Collaboration is key to accelerating progress in glioblastoma research, and Cleveland Clinic fosters partnerships with leading academic institutions, pharmaceutical companies, and patient advocacy groups. Through collaborative initiatives, researchers can leverage complementary expertise, share resources, and expedite the translation of scientific discoveries into clinical applications and the field of immuno-oncology has been at center stage of drug development at Cleveland Clinic. While immunotherapy has revolutionized cancer treatment, the results in glioblastoma to date remain suboptimal due to prior immunotherapy clinical trials design and lack of robust preclinical models. The team at Cleveland Clinic Center for Immunotherapy and Precision Immuno-Oncology, under the leadership of Timothy Chan, MD, PhD, brings together multidisciplinary experts to advance research and treatment related to the rapidly growing field of immuno-oncology through more personalized approaches that take into consideration the unique nature of glioblastoma.
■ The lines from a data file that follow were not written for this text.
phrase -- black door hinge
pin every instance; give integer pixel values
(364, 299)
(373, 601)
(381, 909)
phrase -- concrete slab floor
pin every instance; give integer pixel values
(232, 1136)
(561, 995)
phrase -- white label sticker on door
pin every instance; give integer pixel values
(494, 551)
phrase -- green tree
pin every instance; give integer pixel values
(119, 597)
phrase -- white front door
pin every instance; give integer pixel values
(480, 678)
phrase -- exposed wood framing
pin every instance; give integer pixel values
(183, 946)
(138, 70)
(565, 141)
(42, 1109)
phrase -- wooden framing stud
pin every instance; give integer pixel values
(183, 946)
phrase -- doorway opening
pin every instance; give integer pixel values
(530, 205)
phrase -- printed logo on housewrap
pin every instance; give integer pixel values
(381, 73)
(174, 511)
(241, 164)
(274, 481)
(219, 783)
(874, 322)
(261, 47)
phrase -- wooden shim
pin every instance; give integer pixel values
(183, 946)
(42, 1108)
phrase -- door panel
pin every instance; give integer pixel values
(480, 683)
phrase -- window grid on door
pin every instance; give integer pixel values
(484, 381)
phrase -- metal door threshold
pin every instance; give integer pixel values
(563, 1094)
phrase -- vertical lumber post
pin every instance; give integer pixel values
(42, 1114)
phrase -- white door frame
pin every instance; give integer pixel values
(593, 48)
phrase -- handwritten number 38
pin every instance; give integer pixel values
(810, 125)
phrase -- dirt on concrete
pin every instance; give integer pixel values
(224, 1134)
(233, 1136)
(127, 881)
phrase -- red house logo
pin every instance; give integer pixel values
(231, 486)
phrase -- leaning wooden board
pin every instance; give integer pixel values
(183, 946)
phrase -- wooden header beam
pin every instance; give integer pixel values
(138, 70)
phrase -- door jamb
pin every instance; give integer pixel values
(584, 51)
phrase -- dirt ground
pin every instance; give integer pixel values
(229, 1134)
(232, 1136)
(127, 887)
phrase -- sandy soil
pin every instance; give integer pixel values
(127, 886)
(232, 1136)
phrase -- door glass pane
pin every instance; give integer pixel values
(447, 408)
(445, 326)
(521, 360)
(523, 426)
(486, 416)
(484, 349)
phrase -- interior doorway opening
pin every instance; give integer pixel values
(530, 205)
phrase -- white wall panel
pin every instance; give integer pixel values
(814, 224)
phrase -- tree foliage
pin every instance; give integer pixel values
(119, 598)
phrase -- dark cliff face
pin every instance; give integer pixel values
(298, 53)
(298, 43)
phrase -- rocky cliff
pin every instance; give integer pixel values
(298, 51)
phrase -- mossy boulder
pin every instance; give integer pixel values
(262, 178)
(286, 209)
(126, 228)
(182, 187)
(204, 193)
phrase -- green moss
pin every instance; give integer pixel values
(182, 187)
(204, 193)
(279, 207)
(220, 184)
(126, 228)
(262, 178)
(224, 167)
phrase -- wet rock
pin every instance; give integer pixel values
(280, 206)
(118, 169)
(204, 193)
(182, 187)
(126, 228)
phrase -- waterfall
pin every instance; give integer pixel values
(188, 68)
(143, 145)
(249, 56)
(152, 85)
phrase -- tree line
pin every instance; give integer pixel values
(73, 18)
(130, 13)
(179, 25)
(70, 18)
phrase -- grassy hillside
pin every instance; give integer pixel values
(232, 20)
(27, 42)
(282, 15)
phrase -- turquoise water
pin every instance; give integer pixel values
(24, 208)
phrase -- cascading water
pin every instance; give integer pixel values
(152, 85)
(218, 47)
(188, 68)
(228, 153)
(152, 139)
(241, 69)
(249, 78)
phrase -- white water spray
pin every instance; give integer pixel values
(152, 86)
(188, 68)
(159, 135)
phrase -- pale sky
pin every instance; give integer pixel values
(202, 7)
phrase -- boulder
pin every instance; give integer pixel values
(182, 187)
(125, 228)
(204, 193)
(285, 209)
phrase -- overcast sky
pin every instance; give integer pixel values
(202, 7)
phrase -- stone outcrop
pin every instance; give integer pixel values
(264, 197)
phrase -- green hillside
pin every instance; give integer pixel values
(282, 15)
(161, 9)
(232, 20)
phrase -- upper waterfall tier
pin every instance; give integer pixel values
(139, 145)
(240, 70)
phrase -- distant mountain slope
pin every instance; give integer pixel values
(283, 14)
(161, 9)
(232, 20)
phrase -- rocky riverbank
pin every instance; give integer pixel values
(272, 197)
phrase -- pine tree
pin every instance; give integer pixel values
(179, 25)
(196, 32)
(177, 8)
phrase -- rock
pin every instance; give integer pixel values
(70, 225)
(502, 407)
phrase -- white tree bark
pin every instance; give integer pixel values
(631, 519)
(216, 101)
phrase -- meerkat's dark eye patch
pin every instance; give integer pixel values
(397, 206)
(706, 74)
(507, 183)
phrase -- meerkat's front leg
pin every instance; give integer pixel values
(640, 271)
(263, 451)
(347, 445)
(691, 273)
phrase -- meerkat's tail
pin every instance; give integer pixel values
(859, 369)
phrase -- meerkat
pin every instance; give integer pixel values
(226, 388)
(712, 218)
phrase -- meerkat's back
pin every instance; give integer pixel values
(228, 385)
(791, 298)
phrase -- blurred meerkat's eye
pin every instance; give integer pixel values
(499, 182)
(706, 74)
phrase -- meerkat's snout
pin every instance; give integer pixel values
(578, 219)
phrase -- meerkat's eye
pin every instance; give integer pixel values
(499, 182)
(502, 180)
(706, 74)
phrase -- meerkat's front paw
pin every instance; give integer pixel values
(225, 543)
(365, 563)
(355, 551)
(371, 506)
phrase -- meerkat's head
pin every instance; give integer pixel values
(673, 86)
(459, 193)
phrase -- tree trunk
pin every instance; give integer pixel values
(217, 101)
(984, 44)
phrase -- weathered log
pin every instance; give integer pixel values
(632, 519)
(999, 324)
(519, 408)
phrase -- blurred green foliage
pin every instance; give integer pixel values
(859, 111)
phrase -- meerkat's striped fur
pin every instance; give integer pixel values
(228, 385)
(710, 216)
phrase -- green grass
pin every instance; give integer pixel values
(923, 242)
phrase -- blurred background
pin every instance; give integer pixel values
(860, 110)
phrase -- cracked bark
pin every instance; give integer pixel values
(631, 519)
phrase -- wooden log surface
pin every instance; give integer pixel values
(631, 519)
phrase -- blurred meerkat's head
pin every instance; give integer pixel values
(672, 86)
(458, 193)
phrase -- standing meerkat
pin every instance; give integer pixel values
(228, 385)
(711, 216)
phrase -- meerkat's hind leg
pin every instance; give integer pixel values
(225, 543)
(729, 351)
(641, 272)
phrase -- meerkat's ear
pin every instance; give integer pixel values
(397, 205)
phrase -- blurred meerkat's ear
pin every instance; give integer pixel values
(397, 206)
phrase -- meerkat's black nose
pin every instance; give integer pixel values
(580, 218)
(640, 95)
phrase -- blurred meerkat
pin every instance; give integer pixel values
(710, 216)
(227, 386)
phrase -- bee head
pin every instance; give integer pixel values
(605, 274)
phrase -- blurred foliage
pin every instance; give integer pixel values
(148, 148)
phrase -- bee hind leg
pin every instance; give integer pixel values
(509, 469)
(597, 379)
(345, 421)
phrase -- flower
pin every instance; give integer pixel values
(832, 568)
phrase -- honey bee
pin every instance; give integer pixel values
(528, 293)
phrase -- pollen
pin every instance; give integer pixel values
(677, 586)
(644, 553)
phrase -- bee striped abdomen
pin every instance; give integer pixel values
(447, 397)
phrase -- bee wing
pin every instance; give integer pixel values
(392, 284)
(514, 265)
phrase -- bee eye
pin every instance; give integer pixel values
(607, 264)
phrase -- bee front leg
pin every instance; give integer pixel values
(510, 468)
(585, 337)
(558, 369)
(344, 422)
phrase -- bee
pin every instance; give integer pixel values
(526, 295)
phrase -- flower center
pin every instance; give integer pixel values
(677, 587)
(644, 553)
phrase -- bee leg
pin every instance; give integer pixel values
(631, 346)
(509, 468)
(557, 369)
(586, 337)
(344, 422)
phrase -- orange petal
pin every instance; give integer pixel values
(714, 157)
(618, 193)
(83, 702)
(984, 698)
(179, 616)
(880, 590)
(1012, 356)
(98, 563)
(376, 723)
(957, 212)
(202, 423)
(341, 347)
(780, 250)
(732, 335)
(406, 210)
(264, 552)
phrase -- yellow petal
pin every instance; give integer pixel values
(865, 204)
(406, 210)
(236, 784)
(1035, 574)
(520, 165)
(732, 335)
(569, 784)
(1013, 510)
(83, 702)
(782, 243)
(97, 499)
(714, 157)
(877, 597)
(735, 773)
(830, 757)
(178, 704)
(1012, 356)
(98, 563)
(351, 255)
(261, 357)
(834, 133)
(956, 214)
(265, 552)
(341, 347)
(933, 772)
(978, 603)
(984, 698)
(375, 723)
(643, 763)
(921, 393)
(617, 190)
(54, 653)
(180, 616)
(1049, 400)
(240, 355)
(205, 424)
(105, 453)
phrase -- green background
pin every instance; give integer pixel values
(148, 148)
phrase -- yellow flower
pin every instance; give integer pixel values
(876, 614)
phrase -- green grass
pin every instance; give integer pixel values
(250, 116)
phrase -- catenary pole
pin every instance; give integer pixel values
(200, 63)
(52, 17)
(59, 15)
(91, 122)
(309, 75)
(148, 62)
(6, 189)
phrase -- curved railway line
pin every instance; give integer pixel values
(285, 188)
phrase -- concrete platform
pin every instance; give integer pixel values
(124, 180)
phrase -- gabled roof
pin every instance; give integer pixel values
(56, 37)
Through ongoing phase 2 clinical trials, the team at Cleveland Clinic Brain Tumor Center offers patients with glioblastoma novel immunotherapies including genetically modified gamma-delta T cells engineered to resist chemotherapies (DeltEx) under the direction of Dr. Lobbous, peptide immunotherapeutic vaccine (SurVaxM), and other immunomodulating therapies.

In the quest to conquer glioblastoma, the Cleveland Clinic stands at the vanguard of innovative research and discovery. Through precision medicine, immunotherapy advancements, blood-brain barrier breakthroughs, biomarker discovery, collaborative initiatives, and patient-centered care, researchers are driving progress toward more effective treatments and improved outcomes for glioblastoma patients. As we continue to unravel the complexities of this disease, hope shines ever brighter on the horizon, fueled by the dedication and ingenuity of the scientific community.